Do you know what the strongest shape is? Engineers design structures using shapes that support a lot of weight without collapsing. Think about bridges you have seen. Did you notice any shapes that are repeated? Today you can experiment with shapes and think like an engineer to build a bridge.

Examples of a triangle, a square, and an arch made of index cards and tape. Credit: American Society of Civil Engineers.

## Instructions

Show the participants examples of a triangle, an arch, and a square made of index cards and tape.

1. Encourage them to build their own index card shapes. Find out which is strongest by pushing down on them and rocking them side to side. Make sure to stand the shapes upright!
2. Make observations about the strength of each shape. Notice that the square was easy to collapse while the triangle and arch held up better under pressure.
3. Instruct teams to choose one shape to use in building a bridge. The shapes can be taped together, but not taped to the table. Use index cards to create a roadway, if necessary.
4. While it is resting flat on the table, test the bridge with toy cars to see how it holds up under a load. Can it support one car without collapsing?
5. Rest the bridge on two piles of books 8 inches apart. Now see if it can hold one car without collapsing. How about two?

ACTIVITY VARIATIONS

Have a contest to see whose bridge can hold the most weight.

## Guiding questions

The Dragon Bridge in Vietnam uses arches that look like a dragon. Credit: Bùi Thụy Đào Nguyên/Wikimedia Commons

### GUIDANCE FOR PARTICIPANTS

QUESTIONS TO ASK AFTER THE ACTIVITY

• What shapes did you try out in your bridge? Which one was the strongest?
• How can tape make your bridge stronger?
• What would happen if you doubled up the index cards—would the bridge be stronger?
• How can you make your bridge look really good? Do you think that engineers care how a bridge looks? (Check out the Dragon Bridge in Vietnam.)

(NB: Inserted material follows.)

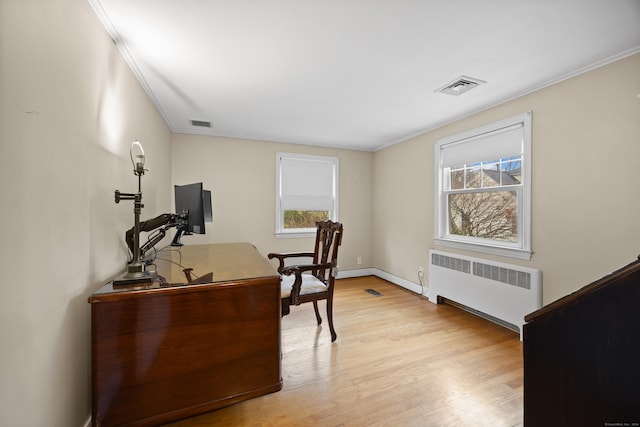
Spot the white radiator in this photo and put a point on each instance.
(498, 291)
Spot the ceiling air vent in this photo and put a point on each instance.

## Engineering & science connections

### GUIDANCE FOR PARTICPANTS

Engineering Connections

Building a bridge is an example of a hard problem that engineers know how to solve. They have the knowledge to plan one, design one, and build it, so that we don’t have to worry about whether a bridge is strong enough for us to cross. To make a safe bridge that will last a long time, engineers often look at other bridges that are already built and try to imagine ways that they can improve on that existing design. In other words, they learn from mistakes made in the past and make old designs even better!

Science Connections

If you push hard on one side of a square, pentagon, or other straight-edged shape, it will fold in on itself…except for one shape: the triangle. It is impossible to collapse a triangle without breaking one of its sides, which makes it the strongest straight-edge shape. For this reason, you will see triangles in lots of bridges. Triangle shapes in a bridge direct the weight of the bridge and the cars crossing it downward without bending. What about arches? They act like triangles, directing the weight of cars on the bridge without bending.